I called the gas company and was told I had to wait two days for service, then I could look forward to another convenient “eight-hour repair appointment window.” On the appointed day, a man arrived at 4:45 p.m. The gas company employee listened intently to my problem. “All I can do is test the meter,” he informed me. “I can’t touch anything in or under the house.”


We ordered pizza for dinner.


I called my plumber Robert the following morning and left a voice mail. Robert hails from New York, wears a one-carat diamond stud earring, and drives a Jag. All of which tells me that business is good, because he didn’t bother calling me back for four days. As we sat down for another crock of a dinner, my husband lamented about work. “You should have been a plumber,” I advised.


Robert finally called on Monday and promised to be at the Dream House on Tuesday. “I hate this house,” he sighed as he crawled beneath it. “You got screwed on this house,” he said, as he passed the $185 invoice toward me. “No leaks this time. I bet the stove’s broken. Call the appliance guy again,” he advised. “And, hey, sorry I didn’t call back right away. I was deep-sea fishing. I’m thinking about getting a new boat.”


We had ramen noodles that night.


I called the first repairman and made another appointment.


At 5:45 p.m. (of course) on the appointed day, he arrived. He hovered over the stove, tinkering with the knobs. “If I was you, I wouldn’t use this at all. The back burner’s bad.” A few days later, he came back with parts, made the necessary repairs, and announced triumphantly, “I got you all fixed up.” I was so happy that I didn’t even mind losing another $200.


The day before Thanksgiving, I was all set to make garlic mashed potatoes for the family potluck. I peeled a mountain of russets and cubed each one. I was watching the tiny bubbles in the pan jump around excitedly, almost ready to boil. And then it didn’t. I lit it again, but minutes later, I saw that, once again, the burner was out.

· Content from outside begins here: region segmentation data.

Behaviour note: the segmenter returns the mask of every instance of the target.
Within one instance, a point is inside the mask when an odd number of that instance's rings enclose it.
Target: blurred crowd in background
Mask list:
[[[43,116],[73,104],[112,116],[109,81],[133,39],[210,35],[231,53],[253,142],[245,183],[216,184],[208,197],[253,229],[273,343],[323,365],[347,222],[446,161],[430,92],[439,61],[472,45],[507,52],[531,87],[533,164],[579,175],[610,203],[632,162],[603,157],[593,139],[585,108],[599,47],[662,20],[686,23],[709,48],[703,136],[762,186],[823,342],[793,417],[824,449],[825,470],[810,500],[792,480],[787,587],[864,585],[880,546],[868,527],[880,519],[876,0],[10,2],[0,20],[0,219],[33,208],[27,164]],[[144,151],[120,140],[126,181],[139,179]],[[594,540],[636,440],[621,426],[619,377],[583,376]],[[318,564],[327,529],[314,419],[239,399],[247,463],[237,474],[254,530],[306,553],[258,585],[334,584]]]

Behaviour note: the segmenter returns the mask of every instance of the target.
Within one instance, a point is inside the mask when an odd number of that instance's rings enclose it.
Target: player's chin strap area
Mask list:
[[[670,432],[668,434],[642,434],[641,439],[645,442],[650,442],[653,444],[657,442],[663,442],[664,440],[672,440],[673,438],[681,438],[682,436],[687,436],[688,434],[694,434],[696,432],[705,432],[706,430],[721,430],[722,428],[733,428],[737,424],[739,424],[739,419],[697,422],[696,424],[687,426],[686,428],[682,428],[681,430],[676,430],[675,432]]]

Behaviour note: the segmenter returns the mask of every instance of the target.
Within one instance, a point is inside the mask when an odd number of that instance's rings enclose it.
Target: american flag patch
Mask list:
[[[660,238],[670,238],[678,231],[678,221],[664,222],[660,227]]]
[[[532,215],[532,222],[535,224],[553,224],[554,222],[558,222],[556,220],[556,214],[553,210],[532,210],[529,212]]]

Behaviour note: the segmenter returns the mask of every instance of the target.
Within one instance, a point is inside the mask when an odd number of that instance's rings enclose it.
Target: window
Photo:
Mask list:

My potatoes were turning slimy and brown. I had no choice but to load the pan and potatoes into the car and drive to a friend’s house. Unfortunately, they are the only people in Dallas without a key stashed under a mat, so I had to break in. My stove had turned me into a desperate criminal.


The day after Thanksgiving, I decided to try the stove one more time to make burgers. Big mistake. It’s difficult to remember whether I first saw the fire, heard the explosion, or smelled the burning hair.


While the emergency appliance team went to work on my possessed stove, I said a prayer of thanks, cursed my repairman, and sent my husband to McDonald’s.